Ensuite, la ratification par le Maroc de la convention relative aux personnes handicapées et son protocole facultatif depuis 2009 ont incité les acteurs institutionnels à mettre en place des politiques publiques focalisées sur le handicap. À titre d'exemple, le programme Rafiq, initié par le ministère de la Solidarité, a permis la formation de 180 diplômés spécialisés dans l'autisme.
De plus, la société civile, en utilisant les dernières avancées technologiques, bénéficie de formations à distance aussi bien au Maroc qu'à l'étranger, ce qui contribue à l'amélioration des pratiques dans le domaine. Parallèlement, une augmentation de la sensibilisation du grand public à travers des campagnes et des initiatives éducatives a été observée, tout comme une amélioration de l'accès aux services de santé mentale et aux diagnostics précoces.
Enfin, l'intégration progressive des personnes autistes dans divers aspects de la société démontre une reconnaissance croissante de leurs droits et de leur valeur en tant que membres à part entière de la société marocaine.
- Qui sont les défis qui persistent et qui nécessitent une attention particulière de l’État et de la société ?
- Les défis persistants dans la prise en charge de l'autisme au Maroc nécessitent une attention soutenue de la part de l'État et de la société.

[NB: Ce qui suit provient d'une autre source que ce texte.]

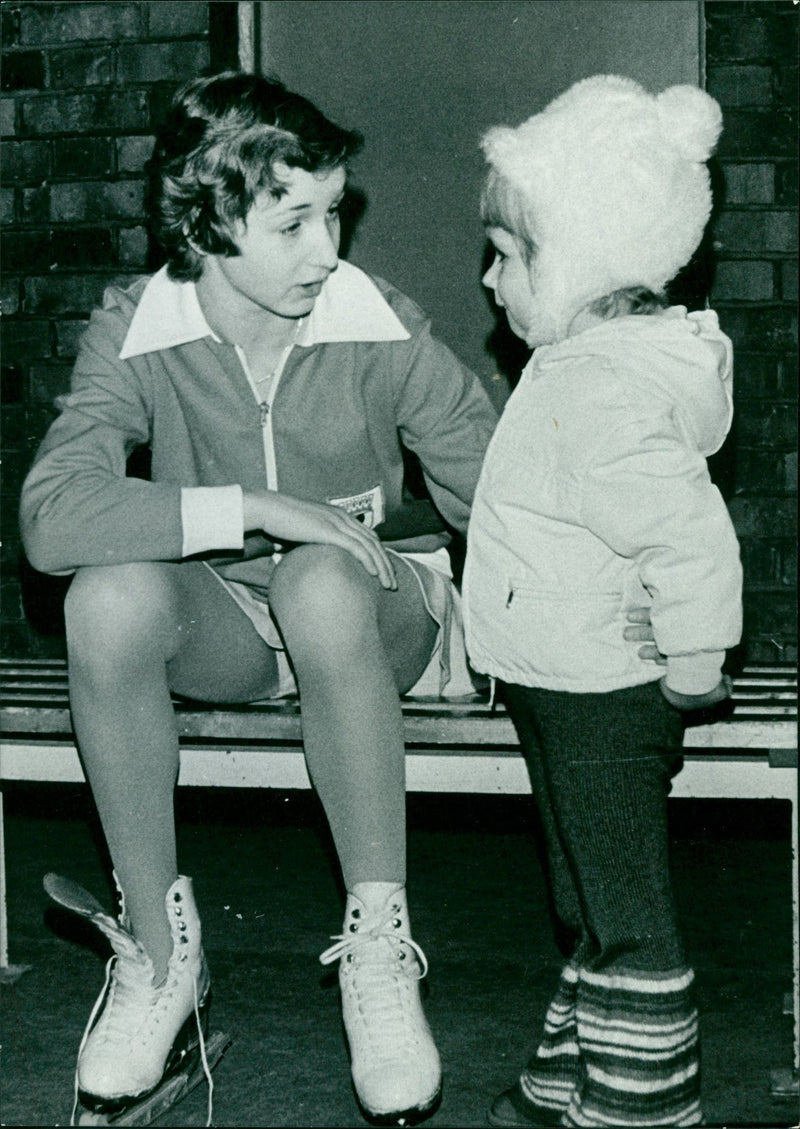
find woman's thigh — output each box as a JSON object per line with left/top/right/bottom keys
{"left": 164, "top": 562, "right": 281, "bottom": 703}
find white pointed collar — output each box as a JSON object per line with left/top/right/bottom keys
{"left": 118, "top": 260, "right": 409, "bottom": 360}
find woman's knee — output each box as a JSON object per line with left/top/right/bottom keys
{"left": 269, "top": 544, "right": 378, "bottom": 641}
{"left": 65, "top": 563, "right": 178, "bottom": 660}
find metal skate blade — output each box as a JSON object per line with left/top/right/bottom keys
{"left": 44, "top": 873, "right": 107, "bottom": 918}
{"left": 77, "top": 1031, "right": 233, "bottom": 1127}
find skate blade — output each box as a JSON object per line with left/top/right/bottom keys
{"left": 76, "top": 1030, "right": 232, "bottom": 1126}
{"left": 358, "top": 1082, "right": 443, "bottom": 1128}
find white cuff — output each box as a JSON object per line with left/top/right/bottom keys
{"left": 665, "top": 651, "right": 726, "bottom": 696}
{"left": 181, "top": 486, "right": 244, "bottom": 557}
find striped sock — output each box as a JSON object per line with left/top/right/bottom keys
{"left": 519, "top": 963, "right": 582, "bottom": 1116}
{"left": 562, "top": 966, "right": 702, "bottom": 1127}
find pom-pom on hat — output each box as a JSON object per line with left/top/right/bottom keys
{"left": 481, "top": 74, "right": 722, "bottom": 346}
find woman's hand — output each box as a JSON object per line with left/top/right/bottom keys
{"left": 243, "top": 490, "right": 397, "bottom": 590}
{"left": 624, "top": 606, "right": 666, "bottom": 665}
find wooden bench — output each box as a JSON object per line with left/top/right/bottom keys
{"left": 1, "top": 657, "right": 797, "bottom": 1091}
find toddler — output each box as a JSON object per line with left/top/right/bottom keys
{"left": 463, "top": 75, "right": 743, "bottom": 1127}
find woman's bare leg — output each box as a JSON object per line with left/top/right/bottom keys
{"left": 64, "top": 560, "right": 278, "bottom": 980}
{"left": 268, "top": 545, "right": 437, "bottom": 890}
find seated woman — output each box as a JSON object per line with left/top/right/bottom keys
{"left": 20, "top": 71, "right": 497, "bottom": 1127}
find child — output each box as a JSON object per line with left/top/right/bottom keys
{"left": 462, "top": 75, "right": 743, "bottom": 1128}
{"left": 20, "top": 71, "right": 498, "bottom": 1126}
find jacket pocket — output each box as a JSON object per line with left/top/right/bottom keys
{"left": 505, "top": 585, "right": 625, "bottom": 684}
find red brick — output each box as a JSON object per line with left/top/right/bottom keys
{"left": 775, "top": 161, "right": 797, "bottom": 206}
{"left": 780, "top": 261, "right": 798, "bottom": 302}
{"left": 1, "top": 49, "right": 45, "bottom": 91}
{"left": 52, "top": 137, "right": 114, "bottom": 178}
{"left": 1, "top": 275, "right": 21, "bottom": 315}
{"left": 1, "top": 97, "right": 17, "bottom": 135}
{"left": 712, "top": 259, "right": 774, "bottom": 301}
{"left": 21, "top": 90, "right": 148, "bottom": 135}
{"left": 764, "top": 210, "right": 798, "bottom": 253}
{"left": 119, "top": 225, "right": 148, "bottom": 267}
{"left": 117, "top": 40, "right": 208, "bottom": 84}
{"left": 54, "top": 318, "right": 89, "bottom": 357}
{"left": 741, "top": 538, "right": 796, "bottom": 587}
{"left": 50, "top": 228, "right": 114, "bottom": 269}
{"left": 728, "top": 496, "right": 796, "bottom": 537}
{"left": 746, "top": 638, "right": 797, "bottom": 664}
{"left": 146, "top": 2, "right": 208, "bottom": 38}
{"left": 714, "top": 208, "right": 796, "bottom": 254}
{"left": 29, "top": 360, "right": 74, "bottom": 405}
{"left": 1, "top": 318, "right": 53, "bottom": 363}
{"left": 1, "top": 138, "right": 50, "bottom": 182}
{"left": 23, "top": 273, "right": 121, "bottom": 316}
{"left": 50, "top": 179, "right": 145, "bottom": 222}
{"left": 775, "top": 65, "right": 798, "bottom": 110}
{"left": 0, "top": 186, "right": 16, "bottom": 224}
{"left": 735, "top": 449, "right": 791, "bottom": 494}
{"left": 722, "top": 162, "right": 775, "bottom": 204}
{"left": 117, "top": 134, "right": 154, "bottom": 173}
{"left": 707, "top": 13, "right": 798, "bottom": 65}
{"left": 2, "top": 6, "right": 21, "bottom": 48}
{"left": 20, "top": 184, "right": 49, "bottom": 221}
{"left": 707, "top": 64, "right": 773, "bottom": 107}
{"left": 20, "top": 3, "right": 140, "bottom": 46}
{"left": 716, "top": 109, "right": 796, "bottom": 158}
{"left": 733, "top": 401, "right": 797, "bottom": 447}
{"left": 743, "top": 591, "right": 797, "bottom": 638}
{"left": 718, "top": 305, "right": 797, "bottom": 350}
{"left": 48, "top": 45, "right": 114, "bottom": 88}
{"left": 1, "top": 230, "right": 52, "bottom": 271}
{"left": 732, "top": 352, "right": 794, "bottom": 397}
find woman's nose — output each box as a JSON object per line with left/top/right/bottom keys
{"left": 482, "top": 257, "right": 498, "bottom": 289}
{"left": 312, "top": 222, "right": 340, "bottom": 270}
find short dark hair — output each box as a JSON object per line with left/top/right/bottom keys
{"left": 148, "top": 71, "right": 363, "bottom": 280}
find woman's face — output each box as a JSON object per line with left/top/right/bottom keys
{"left": 482, "top": 226, "right": 535, "bottom": 342}
{"left": 201, "top": 163, "right": 346, "bottom": 322}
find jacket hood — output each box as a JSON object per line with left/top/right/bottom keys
{"left": 542, "top": 306, "right": 733, "bottom": 455}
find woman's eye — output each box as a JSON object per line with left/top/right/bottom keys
{"left": 327, "top": 204, "right": 341, "bottom": 220}
{"left": 281, "top": 221, "right": 302, "bottom": 236}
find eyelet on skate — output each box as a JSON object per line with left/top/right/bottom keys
{"left": 349, "top": 923, "right": 359, "bottom": 933}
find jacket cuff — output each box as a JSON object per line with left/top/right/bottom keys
{"left": 181, "top": 486, "right": 244, "bottom": 557}
{"left": 665, "top": 651, "right": 726, "bottom": 696}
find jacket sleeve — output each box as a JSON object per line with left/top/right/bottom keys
{"left": 391, "top": 322, "right": 498, "bottom": 537}
{"left": 19, "top": 305, "right": 185, "bottom": 575}
{"left": 579, "top": 413, "right": 743, "bottom": 694}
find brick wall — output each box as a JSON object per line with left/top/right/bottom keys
{"left": 705, "top": 0, "right": 798, "bottom": 664}
{"left": 1, "top": 1, "right": 797, "bottom": 665}
{"left": 1, "top": 2, "right": 217, "bottom": 656}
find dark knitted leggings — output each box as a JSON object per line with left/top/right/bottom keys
{"left": 501, "top": 679, "right": 702, "bottom": 1128}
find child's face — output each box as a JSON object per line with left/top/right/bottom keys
{"left": 482, "top": 227, "right": 535, "bottom": 341}
{"left": 202, "top": 163, "right": 346, "bottom": 321}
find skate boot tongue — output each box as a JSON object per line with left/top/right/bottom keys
{"left": 44, "top": 873, "right": 108, "bottom": 919}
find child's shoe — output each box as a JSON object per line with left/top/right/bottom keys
{"left": 488, "top": 1081, "right": 566, "bottom": 1126}
{"left": 320, "top": 882, "right": 441, "bottom": 1125}
{"left": 44, "top": 873, "right": 212, "bottom": 1120}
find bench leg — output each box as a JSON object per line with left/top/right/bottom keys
{"left": 769, "top": 780, "right": 799, "bottom": 1097}
{"left": 0, "top": 790, "right": 33, "bottom": 984}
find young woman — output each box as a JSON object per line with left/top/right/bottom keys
{"left": 21, "top": 71, "right": 497, "bottom": 1127}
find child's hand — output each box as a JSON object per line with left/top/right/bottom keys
{"left": 659, "top": 675, "right": 733, "bottom": 714}
{"left": 624, "top": 607, "right": 666, "bottom": 665}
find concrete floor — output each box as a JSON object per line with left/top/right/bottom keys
{"left": 1, "top": 785, "right": 797, "bottom": 1128}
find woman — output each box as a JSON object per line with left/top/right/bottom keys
{"left": 21, "top": 70, "right": 497, "bottom": 1127}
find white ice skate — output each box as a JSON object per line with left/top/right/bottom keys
{"left": 320, "top": 883, "right": 442, "bottom": 1126}
{"left": 44, "top": 873, "right": 230, "bottom": 1127}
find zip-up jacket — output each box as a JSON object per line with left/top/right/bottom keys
{"left": 20, "top": 261, "right": 498, "bottom": 591}
{"left": 463, "top": 307, "right": 743, "bottom": 696}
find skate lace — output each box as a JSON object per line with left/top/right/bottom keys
{"left": 320, "top": 907, "right": 429, "bottom": 1056}
{"left": 70, "top": 950, "right": 214, "bottom": 1127}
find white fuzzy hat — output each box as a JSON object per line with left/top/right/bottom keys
{"left": 481, "top": 74, "right": 723, "bottom": 345}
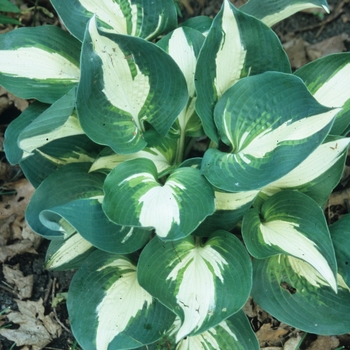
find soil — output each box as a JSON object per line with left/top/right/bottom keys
{"left": 0, "top": 0, "right": 350, "bottom": 349}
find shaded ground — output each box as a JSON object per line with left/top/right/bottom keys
{"left": 0, "top": 0, "right": 350, "bottom": 349}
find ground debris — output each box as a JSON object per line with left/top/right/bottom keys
{"left": 3, "top": 263, "right": 33, "bottom": 299}
{"left": 0, "top": 299, "right": 62, "bottom": 350}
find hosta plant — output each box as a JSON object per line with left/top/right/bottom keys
{"left": 2, "top": 0, "right": 350, "bottom": 348}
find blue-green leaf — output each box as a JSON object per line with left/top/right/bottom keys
{"left": 202, "top": 72, "right": 338, "bottom": 192}
{"left": 138, "top": 231, "right": 252, "bottom": 341}
{"left": 0, "top": 26, "right": 80, "bottom": 103}
{"left": 77, "top": 18, "right": 188, "bottom": 154}
{"left": 103, "top": 158, "right": 215, "bottom": 241}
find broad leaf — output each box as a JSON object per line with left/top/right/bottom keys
{"left": 295, "top": 53, "right": 350, "bottom": 135}
{"left": 259, "top": 136, "right": 349, "bottom": 206}
{"left": 103, "top": 158, "right": 215, "bottom": 241}
{"left": 0, "top": 0, "right": 20, "bottom": 12}
{"left": 241, "top": 0, "right": 329, "bottom": 27}
{"left": 4, "top": 102, "right": 49, "bottom": 165}
{"left": 157, "top": 27, "right": 205, "bottom": 141}
{"left": 68, "top": 250, "right": 175, "bottom": 350}
{"left": 26, "top": 163, "right": 105, "bottom": 238}
{"left": 202, "top": 72, "right": 338, "bottom": 192}
{"left": 252, "top": 253, "right": 350, "bottom": 335}
{"left": 193, "top": 189, "right": 259, "bottom": 236}
{"left": 90, "top": 130, "right": 178, "bottom": 176}
{"left": 138, "top": 231, "right": 252, "bottom": 341}
{"left": 19, "top": 134, "right": 100, "bottom": 188}
{"left": 45, "top": 232, "right": 95, "bottom": 271}
{"left": 18, "top": 88, "right": 84, "bottom": 155}
{"left": 330, "top": 214, "right": 350, "bottom": 287}
{"left": 242, "top": 190, "right": 337, "bottom": 291}
{"left": 0, "top": 26, "right": 80, "bottom": 103}
{"left": 195, "top": 0, "right": 290, "bottom": 142}
{"left": 176, "top": 311, "right": 259, "bottom": 350}
{"left": 77, "top": 18, "right": 188, "bottom": 154}
{"left": 42, "top": 198, "right": 151, "bottom": 254}
{"left": 51, "top": 0, "right": 178, "bottom": 42}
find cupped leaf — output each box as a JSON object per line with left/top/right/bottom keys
{"left": 252, "top": 253, "right": 350, "bottom": 335}
{"left": 202, "top": 72, "right": 338, "bottom": 192}
{"left": 0, "top": 26, "right": 80, "bottom": 103}
{"left": 42, "top": 198, "right": 151, "bottom": 254}
{"left": 19, "top": 134, "right": 100, "bottom": 188}
{"left": 68, "top": 250, "right": 176, "bottom": 350}
{"left": 240, "top": 0, "right": 329, "bottom": 27}
{"left": 103, "top": 158, "right": 215, "bottom": 241}
{"left": 18, "top": 88, "right": 84, "bottom": 155}
{"left": 26, "top": 162, "right": 105, "bottom": 238}
{"left": 176, "top": 311, "right": 259, "bottom": 350}
{"left": 51, "top": 0, "right": 177, "bottom": 42}
{"left": 259, "top": 136, "right": 349, "bottom": 207}
{"left": 90, "top": 130, "right": 178, "bottom": 176}
{"left": 295, "top": 53, "right": 350, "bottom": 135}
{"left": 138, "top": 231, "right": 252, "bottom": 341}
{"left": 242, "top": 190, "right": 337, "bottom": 291}
{"left": 195, "top": 0, "right": 290, "bottom": 142}
{"left": 4, "top": 102, "right": 49, "bottom": 165}
{"left": 77, "top": 18, "right": 188, "bottom": 154}
{"left": 45, "top": 232, "right": 95, "bottom": 271}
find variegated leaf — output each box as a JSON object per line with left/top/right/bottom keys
{"left": 295, "top": 53, "right": 350, "bottom": 135}
{"left": 19, "top": 134, "right": 100, "bottom": 188}
{"left": 51, "top": 0, "right": 178, "bottom": 42}
{"left": 175, "top": 311, "right": 259, "bottom": 350}
{"left": 4, "top": 102, "right": 49, "bottom": 165}
{"left": 242, "top": 190, "right": 337, "bottom": 291}
{"left": 195, "top": 0, "right": 290, "bottom": 142}
{"left": 77, "top": 17, "right": 188, "bottom": 154}
{"left": 42, "top": 198, "right": 151, "bottom": 254}
{"left": 103, "top": 158, "right": 215, "bottom": 241}
{"left": 45, "top": 232, "right": 95, "bottom": 271}
{"left": 157, "top": 27, "right": 205, "bottom": 144}
{"left": 18, "top": 88, "right": 84, "bottom": 156}
{"left": 252, "top": 253, "right": 350, "bottom": 335}
{"left": 90, "top": 130, "right": 178, "bottom": 176}
{"left": 137, "top": 231, "right": 252, "bottom": 341}
{"left": 193, "top": 189, "right": 259, "bottom": 236}
{"left": 259, "top": 136, "right": 349, "bottom": 206}
{"left": 26, "top": 163, "right": 105, "bottom": 238}
{"left": 241, "top": 0, "right": 329, "bottom": 27}
{"left": 68, "top": 250, "right": 175, "bottom": 350}
{"left": 202, "top": 72, "right": 339, "bottom": 192}
{"left": 0, "top": 26, "right": 80, "bottom": 103}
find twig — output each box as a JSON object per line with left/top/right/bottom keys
{"left": 293, "top": 0, "right": 350, "bottom": 36}
{"left": 43, "top": 278, "right": 54, "bottom": 305}
{"left": 0, "top": 284, "right": 20, "bottom": 298}
{"left": 51, "top": 277, "right": 71, "bottom": 334}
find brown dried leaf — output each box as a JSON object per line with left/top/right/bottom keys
{"left": 256, "top": 323, "right": 289, "bottom": 347}
{"left": 0, "top": 179, "right": 35, "bottom": 220}
{"left": 0, "top": 214, "right": 16, "bottom": 246}
{"left": 0, "top": 299, "right": 62, "bottom": 350}
{"left": 3, "top": 264, "right": 33, "bottom": 299}
{"left": 0, "top": 240, "right": 38, "bottom": 263}
{"left": 306, "top": 34, "right": 348, "bottom": 61}
{"left": 283, "top": 37, "right": 309, "bottom": 69}
{"left": 308, "top": 335, "right": 340, "bottom": 350}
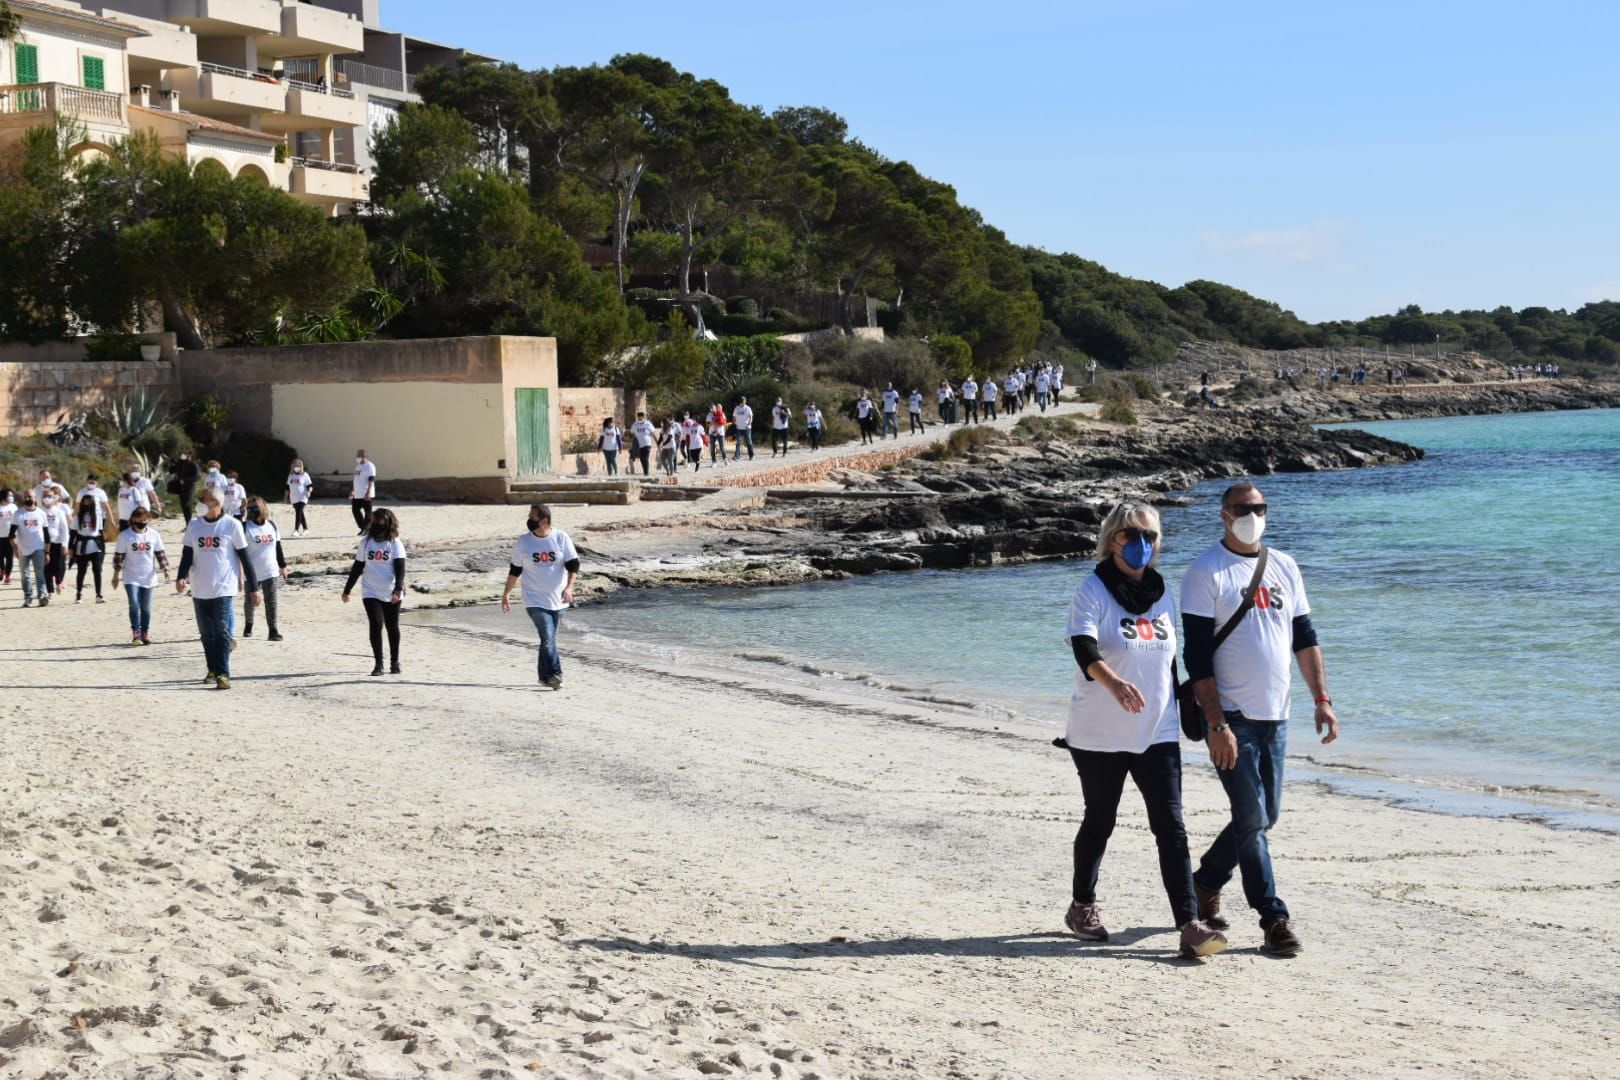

Malgré une conscientisation croissante de la société sur cette problématique et l'implication active des familles dans le processus de prise en charge, plusieurs obstacles subsistent.
Tout d'abord, il y a la question des jeunes autistes qui n'ont pas bénéficié d'une prise en charge adéquate, ce qui peut entraîner des difficultés d'adaptation et d'intégration à la société. De plus, les autistes vivant dans les zones rurales du pays nécessitent une attention particulière, car ils peuvent avoir un accès limité aux services de santé et d'éducation spécialisés.
Enfin, un défi majeur réside dans la présence de vendeurs d'illusions qui proposent des solutions miracles aux familles, entravant ainsi une prise en charge efficace et appropriée des personnes autistes. Ces défis soulignent l'importance d'une collaboration continue entre l'État, la société civile et les familles pour garantir une meilleure qualité de vie et des opportunités équitables pour les personnes autistes au Maroc.
- Quel message peut-on adresser aux parents qui viennent aujourd’hui d’apprendre que leur enfant est autiste ?
- Le message que nous souhaitons adresser aux parents qui viennent d'apprendre que leur enfant est autiste est empreint d'espoir et de soutien. Nous comprenons que cette nouvelle puisse être difficile à accepter, mais il est essentiel de savoir que vous n'êtes pas seuls dans ce parcours.
Avec l'augmentation du nombre d'autistes, de nouvelles familles rejoignent constamment la communauté des tuteurs d'autistes. Malgré les efforts des associations et les subventions gouvernementales, le rôle de la famille reste primordial. Votre implication dans le processus de prise en charge de votre enfant est essentielle.
Votre suivi attentif et votre amour inconditionnel sont des éléments clés pour le développement et le bien-être de votre enfant. Souvenez-vous que votre soutien continu contribuera à son épanouissement et à son intégration dans la société. Bien que le chemin puisse être difficile, vous n'êtes pas seuls, et ensemble, nous pouvons surmonter les défis et créer un avenir meilleur pour votre enfant autiste.